I am sorry to say, both have been growing and, to the best of our knowledge, will continue to grow for the foreseeable future. See the attached (slightly dated) chart – the trend is clear and has not really reversed in the intervening years.
So, why are we spending this $ 50 Billion per annum on cyber-defence as a community? (Take a moment to understand that number: 50 Billion; with a ‘B’!) The money is essentially being spent, not on any functional upgrade of a system. Nor is it building any lasting security for the system. It is, ultimately, a high tech form of ‘hafta’ or ‘mamool’ that we spend in the vain hope that it will somehow, prevent a cyber-attack.
(Note: ‘Hafta’ Or ‘Mamool’ is basically protection money that a vendor pays to prevent unsavoury things happening to him)
Let me state this categorically:
No Amount Of Money You Spend On Cyber Attack Prevention Will Prevent A Cyber Attack!
The problem is that cyber-defence is organized reactively.
The threat leads and the defence follows.
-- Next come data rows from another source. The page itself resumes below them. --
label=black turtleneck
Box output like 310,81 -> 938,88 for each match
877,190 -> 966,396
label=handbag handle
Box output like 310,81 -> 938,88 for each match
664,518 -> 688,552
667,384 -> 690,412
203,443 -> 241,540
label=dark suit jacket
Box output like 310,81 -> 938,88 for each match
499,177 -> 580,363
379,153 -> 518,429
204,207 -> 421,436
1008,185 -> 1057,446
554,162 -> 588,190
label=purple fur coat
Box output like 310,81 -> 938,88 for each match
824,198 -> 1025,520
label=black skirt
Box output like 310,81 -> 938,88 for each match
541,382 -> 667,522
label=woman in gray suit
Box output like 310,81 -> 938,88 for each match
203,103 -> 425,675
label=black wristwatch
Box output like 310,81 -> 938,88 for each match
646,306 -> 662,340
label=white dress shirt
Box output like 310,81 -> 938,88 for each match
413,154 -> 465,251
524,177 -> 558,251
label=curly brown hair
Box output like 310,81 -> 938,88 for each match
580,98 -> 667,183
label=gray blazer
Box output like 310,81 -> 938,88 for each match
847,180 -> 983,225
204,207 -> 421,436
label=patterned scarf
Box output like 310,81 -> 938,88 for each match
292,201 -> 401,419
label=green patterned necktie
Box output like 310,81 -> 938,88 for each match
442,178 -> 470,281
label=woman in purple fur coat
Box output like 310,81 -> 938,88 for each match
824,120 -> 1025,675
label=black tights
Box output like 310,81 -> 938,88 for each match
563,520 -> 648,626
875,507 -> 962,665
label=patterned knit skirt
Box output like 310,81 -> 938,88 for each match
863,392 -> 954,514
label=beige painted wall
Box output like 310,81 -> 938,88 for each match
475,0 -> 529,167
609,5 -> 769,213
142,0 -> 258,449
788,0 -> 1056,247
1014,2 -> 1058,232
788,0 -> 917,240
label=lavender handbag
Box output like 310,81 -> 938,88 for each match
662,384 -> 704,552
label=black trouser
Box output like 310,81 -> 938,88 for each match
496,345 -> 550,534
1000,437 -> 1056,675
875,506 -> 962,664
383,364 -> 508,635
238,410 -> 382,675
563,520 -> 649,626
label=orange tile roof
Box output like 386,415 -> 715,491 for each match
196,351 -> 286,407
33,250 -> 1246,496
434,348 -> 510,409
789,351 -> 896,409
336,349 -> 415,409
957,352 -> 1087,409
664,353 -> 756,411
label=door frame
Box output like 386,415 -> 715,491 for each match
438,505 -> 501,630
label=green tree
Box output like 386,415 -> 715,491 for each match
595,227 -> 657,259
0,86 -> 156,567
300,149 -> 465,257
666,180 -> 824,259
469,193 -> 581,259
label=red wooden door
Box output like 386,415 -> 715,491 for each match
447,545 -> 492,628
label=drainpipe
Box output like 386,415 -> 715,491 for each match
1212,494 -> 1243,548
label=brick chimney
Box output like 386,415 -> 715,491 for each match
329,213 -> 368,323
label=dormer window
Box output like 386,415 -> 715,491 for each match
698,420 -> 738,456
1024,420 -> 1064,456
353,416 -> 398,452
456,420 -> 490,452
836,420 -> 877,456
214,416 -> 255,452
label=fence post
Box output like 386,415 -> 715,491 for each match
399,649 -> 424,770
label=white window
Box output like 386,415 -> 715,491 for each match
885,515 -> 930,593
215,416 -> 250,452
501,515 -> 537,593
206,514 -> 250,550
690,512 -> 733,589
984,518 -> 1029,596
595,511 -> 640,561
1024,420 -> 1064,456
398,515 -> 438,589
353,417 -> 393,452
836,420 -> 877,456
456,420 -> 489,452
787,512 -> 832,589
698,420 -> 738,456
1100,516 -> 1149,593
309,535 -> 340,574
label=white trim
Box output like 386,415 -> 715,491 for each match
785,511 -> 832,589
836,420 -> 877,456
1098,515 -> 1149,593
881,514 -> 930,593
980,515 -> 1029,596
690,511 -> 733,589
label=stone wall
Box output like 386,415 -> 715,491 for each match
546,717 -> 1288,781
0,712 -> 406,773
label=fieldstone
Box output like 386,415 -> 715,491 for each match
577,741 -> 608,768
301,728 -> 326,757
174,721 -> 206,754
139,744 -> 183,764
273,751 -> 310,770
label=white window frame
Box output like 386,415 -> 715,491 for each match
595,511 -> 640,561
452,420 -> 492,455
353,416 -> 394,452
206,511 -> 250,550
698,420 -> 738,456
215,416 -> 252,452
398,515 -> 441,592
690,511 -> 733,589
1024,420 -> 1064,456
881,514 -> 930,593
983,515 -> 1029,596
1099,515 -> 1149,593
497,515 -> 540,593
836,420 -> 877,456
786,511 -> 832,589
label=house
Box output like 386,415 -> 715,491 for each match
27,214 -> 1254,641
This necessarily means that the threat has to be recognized before an appropriate defence can be mounted. However, the gap between threat and recognition is becoming increasingly higher due to the growing sophistication of the attackers and differing motivations for the attack. Today’s cyber attackers prefer to stay under the radar and do their work insidiously, without too much fanfare. For every WannaCry, there are hundreds of successful ransomware attacks that we never hear about since the parties settled out of the public eye. I give you the recent example of Uber settling with a ransomware attacker.
At this point, it is important to note that the threat has materialized and all actions subsequent to this result in damage mitigation rather than in threat avoidance. Cyber-defence is not applicable at this point.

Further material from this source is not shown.